Lana yacía con Sanjit y pensaba en muchas cosas. En Taylor, en lo que podía ser, y si Sinder —que había accedido a pasarse al día siguiente— sería capaz de hacer algo al respecto. Y pensó durante un rato en Quinn, y se preguntó si ella le importaría lo bastante como para intentar obligarla a dejar de fumar. Se sintió desleal al pensarlo, así que ocupó la mente en otras cosas y trató de imaginarse qué podría hacer, cómo podría llegar a sobrevivir fuera de allí.
Dekka soñaba con Brianna.
Brianna soñaba que corría, y sonreía.
El pequeño Pete no percibía el paso del tiempo de la manera habitual. Se dejaba llevar, y durante un rato casi pareció que dejaba de pensar, que dejaba de ser. Pero luego volvía, centrado, consciente, y seguía repitiéndose que no estaba bien pegar.

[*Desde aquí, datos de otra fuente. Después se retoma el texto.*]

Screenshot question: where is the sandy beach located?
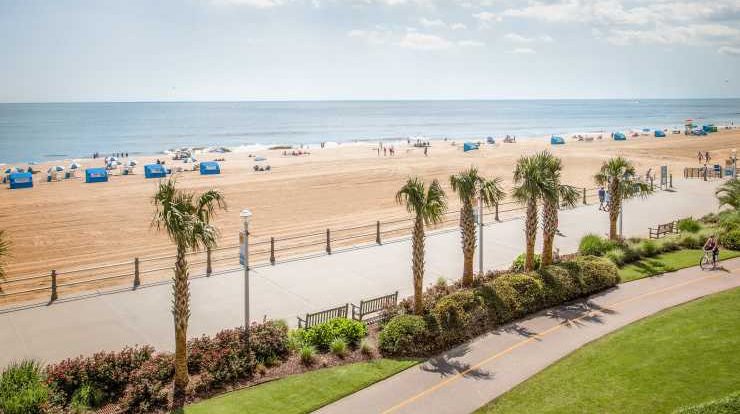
[0,130,740,296]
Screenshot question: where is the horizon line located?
[0,96,740,105]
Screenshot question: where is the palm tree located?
[594,156,651,240]
[396,177,447,315]
[541,154,579,266]
[512,151,557,272]
[0,230,10,284]
[152,178,225,409]
[714,179,740,210]
[450,167,505,286]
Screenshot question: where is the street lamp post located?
[244,208,252,347]
[478,196,484,274]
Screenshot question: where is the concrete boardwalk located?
[0,180,719,366]
[317,259,740,414]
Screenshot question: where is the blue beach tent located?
[200,161,221,175]
[8,173,33,190]
[144,164,167,178]
[85,168,108,183]
[463,142,478,152]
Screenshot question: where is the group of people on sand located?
[378,142,396,157]
[92,152,128,160]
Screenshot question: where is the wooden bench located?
[298,303,349,328]
[648,221,678,239]
[352,291,398,324]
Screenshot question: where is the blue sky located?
[0,0,740,102]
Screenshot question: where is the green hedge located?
[673,391,740,414]
[379,256,619,356]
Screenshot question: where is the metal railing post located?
[326,229,331,254]
[50,270,58,302]
[134,257,141,289]
[206,248,213,277]
[270,237,275,265]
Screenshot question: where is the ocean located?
[0,99,740,163]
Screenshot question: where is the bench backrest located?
[298,303,348,328]
[360,292,398,315]
[658,222,674,233]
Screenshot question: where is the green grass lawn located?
[185,359,418,414]
[478,288,740,414]
[619,249,740,282]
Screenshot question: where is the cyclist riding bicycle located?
[704,234,719,266]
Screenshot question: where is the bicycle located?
[699,250,717,270]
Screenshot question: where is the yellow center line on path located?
[383,268,740,414]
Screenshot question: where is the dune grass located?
[478,288,740,414]
[185,359,418,414]
[619,249,740,283]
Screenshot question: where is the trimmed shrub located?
[481,273,545,322]
[69,383,103,413]
[537,262,583,306]
[249,321,288,363]
[604,247,626,266]
[300,345,316,366]
[673,392,740,414]
[638,240,659,257]
[360,339,373,355]
[719,229,740,250]
[46,346,154,405]
[120,354,175,413]
[678,217,701,233]
[0,360,49,414]
[302,318,367,351]
[378,315,430,356]
[578,234,616,256]
[573,256,619,295]
[511,253,542,272]
[678,233,704,249]
[329,338,347,358]
[433,290,484,342]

Por donde la barrera cortaba la carretera, ochenta y siete chavales hambrientos, traumatizados y fuertemente armados envueltos en sacos de dormir o mantas muy sucios yacían iluminados por la luz inquietante de ahí fuera, y veían que el precio de una hamburguesa Barbacoa Memphis del Carl’s Jr. era de solo 3,49 dólares.